In a new update, NASA’s Jet Propulsion Laboratory explains that Voyager 2 recently sent back data that suggested it was being bombarded with more cosmic rays than it was used to. This is the same thing that happened to Voyager 1 when it finally broke out of our system’s heliosphere, which is the “vast bubble around the sun and planets dominated by solar material and magnetic fields,” according to NASA.

The data is a very strong hint that Voyager 2 is finally busting out of the Solar System once and for all, but NASA is quick to point out that it’s not a sure thing just yet.

Voyager team members note that the increase in cosmic rays is not a definitive sign that the probe is about to cross the heliopause. Voyager 2 is in a different location in the heliosheath — the outer region of the heliosphere — than Voyager 1 had been, and possible differences in these locations means Voyager 2 may experience a different exit timeline than Voyager 1.

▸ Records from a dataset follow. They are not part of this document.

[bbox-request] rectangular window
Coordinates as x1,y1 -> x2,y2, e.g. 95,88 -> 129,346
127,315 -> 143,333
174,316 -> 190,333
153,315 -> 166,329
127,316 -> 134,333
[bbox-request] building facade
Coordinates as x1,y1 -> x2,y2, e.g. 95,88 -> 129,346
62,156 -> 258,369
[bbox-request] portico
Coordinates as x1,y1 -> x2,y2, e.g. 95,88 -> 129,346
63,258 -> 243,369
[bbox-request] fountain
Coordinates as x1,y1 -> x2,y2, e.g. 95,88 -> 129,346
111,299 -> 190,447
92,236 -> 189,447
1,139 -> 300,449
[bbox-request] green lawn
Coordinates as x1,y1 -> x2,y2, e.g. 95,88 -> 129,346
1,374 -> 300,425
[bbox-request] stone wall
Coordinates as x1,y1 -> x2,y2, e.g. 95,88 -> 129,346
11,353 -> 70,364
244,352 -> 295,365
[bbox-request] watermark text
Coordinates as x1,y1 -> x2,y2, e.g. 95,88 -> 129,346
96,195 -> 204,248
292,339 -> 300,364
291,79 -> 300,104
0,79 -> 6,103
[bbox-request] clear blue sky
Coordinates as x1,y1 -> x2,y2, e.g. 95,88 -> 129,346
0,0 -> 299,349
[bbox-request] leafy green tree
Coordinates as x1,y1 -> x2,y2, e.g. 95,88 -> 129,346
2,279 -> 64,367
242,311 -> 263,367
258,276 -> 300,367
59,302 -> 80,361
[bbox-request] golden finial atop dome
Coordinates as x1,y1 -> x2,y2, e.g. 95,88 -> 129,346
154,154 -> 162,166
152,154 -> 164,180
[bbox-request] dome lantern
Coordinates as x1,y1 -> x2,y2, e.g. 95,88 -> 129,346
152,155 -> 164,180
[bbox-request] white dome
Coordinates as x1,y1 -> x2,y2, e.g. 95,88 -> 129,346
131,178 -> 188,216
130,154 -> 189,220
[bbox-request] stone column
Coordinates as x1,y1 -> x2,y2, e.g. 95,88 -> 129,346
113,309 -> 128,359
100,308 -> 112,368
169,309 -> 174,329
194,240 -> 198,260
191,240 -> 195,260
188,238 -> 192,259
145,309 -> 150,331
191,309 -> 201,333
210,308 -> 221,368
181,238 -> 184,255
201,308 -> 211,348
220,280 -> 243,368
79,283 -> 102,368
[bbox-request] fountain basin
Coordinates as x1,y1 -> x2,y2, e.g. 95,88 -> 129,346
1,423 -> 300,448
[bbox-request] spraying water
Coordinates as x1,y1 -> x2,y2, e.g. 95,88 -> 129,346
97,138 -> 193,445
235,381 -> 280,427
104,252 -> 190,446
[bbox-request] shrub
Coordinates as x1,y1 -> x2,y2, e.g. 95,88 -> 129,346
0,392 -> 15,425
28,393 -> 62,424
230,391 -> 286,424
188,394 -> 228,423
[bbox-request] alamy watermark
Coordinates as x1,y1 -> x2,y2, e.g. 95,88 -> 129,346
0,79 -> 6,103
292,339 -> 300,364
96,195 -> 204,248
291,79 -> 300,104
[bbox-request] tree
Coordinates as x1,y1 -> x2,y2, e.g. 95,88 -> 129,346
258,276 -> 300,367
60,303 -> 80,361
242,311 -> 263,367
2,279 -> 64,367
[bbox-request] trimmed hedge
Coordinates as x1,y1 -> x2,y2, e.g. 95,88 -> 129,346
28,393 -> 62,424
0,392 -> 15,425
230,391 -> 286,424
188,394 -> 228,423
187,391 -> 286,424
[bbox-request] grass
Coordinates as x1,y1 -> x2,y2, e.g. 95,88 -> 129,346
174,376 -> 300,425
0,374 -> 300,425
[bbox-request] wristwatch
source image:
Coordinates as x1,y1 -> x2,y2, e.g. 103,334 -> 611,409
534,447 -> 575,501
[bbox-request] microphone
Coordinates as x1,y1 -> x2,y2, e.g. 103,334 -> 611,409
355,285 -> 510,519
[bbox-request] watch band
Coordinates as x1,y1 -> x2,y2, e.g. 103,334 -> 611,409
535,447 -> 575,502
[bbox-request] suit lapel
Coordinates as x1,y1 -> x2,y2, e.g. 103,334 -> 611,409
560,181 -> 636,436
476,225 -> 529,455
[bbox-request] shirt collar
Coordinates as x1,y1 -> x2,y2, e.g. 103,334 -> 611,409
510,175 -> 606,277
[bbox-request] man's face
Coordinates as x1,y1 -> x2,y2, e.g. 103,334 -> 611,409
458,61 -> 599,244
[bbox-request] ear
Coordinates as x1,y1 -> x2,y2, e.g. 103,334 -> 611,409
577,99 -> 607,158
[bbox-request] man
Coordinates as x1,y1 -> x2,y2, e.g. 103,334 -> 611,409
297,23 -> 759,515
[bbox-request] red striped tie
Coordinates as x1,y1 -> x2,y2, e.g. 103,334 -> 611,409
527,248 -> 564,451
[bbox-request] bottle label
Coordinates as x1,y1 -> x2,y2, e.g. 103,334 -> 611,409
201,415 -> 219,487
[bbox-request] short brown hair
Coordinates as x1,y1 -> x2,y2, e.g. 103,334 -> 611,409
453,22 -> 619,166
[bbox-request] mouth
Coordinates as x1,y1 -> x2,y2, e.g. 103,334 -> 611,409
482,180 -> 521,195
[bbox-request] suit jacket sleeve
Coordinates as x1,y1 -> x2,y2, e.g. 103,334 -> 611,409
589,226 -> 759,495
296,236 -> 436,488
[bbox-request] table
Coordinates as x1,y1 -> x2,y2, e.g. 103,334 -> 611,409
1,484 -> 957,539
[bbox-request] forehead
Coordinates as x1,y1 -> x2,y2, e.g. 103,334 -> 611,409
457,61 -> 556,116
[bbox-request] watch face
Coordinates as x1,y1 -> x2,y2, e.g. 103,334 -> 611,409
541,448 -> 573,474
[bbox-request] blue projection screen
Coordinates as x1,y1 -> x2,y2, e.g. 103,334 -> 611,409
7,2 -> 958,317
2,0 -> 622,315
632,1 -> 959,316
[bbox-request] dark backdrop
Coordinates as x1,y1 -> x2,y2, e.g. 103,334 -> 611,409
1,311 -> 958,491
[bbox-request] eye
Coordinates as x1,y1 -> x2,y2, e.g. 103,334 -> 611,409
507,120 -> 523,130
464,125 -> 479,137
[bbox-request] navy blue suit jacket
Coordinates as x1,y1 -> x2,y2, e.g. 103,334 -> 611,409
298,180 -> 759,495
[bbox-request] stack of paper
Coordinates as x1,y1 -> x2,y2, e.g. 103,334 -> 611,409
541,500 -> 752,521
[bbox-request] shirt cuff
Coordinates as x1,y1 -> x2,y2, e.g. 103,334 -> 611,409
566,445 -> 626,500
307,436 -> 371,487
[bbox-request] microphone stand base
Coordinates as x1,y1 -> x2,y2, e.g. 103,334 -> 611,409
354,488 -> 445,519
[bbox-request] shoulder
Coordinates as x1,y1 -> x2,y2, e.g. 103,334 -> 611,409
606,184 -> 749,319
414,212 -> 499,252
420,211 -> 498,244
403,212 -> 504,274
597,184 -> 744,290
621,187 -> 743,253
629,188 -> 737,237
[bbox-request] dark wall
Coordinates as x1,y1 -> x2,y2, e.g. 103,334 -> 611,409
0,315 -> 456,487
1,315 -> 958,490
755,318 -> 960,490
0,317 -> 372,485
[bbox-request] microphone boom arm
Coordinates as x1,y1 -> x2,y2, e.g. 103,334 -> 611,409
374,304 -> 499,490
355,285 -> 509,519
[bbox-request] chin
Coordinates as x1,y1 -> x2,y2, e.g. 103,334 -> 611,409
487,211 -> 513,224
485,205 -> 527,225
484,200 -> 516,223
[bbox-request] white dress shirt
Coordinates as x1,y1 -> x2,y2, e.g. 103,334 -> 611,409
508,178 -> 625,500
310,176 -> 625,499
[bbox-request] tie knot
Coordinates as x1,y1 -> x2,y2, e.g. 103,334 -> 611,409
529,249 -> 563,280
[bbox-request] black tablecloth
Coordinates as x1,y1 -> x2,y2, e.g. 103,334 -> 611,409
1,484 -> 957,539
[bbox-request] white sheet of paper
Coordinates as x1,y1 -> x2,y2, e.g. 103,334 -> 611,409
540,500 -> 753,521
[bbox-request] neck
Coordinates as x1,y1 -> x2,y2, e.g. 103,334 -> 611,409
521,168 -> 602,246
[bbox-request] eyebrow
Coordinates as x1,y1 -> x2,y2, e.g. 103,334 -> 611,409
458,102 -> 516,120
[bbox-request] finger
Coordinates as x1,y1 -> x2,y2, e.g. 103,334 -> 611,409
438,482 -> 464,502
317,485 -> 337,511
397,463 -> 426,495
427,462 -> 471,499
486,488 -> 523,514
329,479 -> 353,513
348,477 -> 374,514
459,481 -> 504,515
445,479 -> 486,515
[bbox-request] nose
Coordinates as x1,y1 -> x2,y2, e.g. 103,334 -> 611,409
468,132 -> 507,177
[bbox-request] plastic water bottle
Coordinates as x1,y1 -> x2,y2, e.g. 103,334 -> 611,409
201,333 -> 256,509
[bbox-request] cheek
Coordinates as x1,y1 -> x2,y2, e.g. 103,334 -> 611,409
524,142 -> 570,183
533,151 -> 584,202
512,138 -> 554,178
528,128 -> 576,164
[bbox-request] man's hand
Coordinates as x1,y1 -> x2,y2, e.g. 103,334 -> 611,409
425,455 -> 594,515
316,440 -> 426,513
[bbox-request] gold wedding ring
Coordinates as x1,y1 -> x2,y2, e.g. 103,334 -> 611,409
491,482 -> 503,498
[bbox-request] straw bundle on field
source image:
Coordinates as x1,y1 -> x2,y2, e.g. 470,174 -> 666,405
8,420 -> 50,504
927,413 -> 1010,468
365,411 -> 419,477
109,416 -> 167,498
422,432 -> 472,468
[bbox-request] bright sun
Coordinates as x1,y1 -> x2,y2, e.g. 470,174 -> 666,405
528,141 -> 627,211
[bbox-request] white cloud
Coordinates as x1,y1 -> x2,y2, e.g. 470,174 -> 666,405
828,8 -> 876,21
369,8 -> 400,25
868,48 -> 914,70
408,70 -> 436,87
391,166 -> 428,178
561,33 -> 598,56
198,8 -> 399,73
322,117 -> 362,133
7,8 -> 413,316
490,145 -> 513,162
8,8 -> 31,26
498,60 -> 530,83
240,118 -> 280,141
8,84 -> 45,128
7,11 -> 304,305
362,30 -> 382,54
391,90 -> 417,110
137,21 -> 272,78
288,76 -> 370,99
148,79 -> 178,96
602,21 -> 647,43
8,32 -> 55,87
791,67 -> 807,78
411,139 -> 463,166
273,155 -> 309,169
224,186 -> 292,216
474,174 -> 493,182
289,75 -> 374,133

Voyager 1 and Voyager 2 aren’t traveling in exactly the same direction, so it’s been difficult for NASA to predict when each spacecraft would officially being an interstellar journey in relation to the other. For now, the Voyager team is keeping a close eye on the data in hopes of confirming that Voyager 2 has reached the heliopause, which is the boundary where the Solar System essentially “ends.”

“We’re seeing a change in the environment around Voyager 2, there’s no doubt about that,” Voyager Project Scientist Ed Stone said in a statement. “We’re going to learn a lot in the coming months, but we still don’t know when we’ll reach the heliopause. We’re not there yet — that’s one thing I can say with confidence.”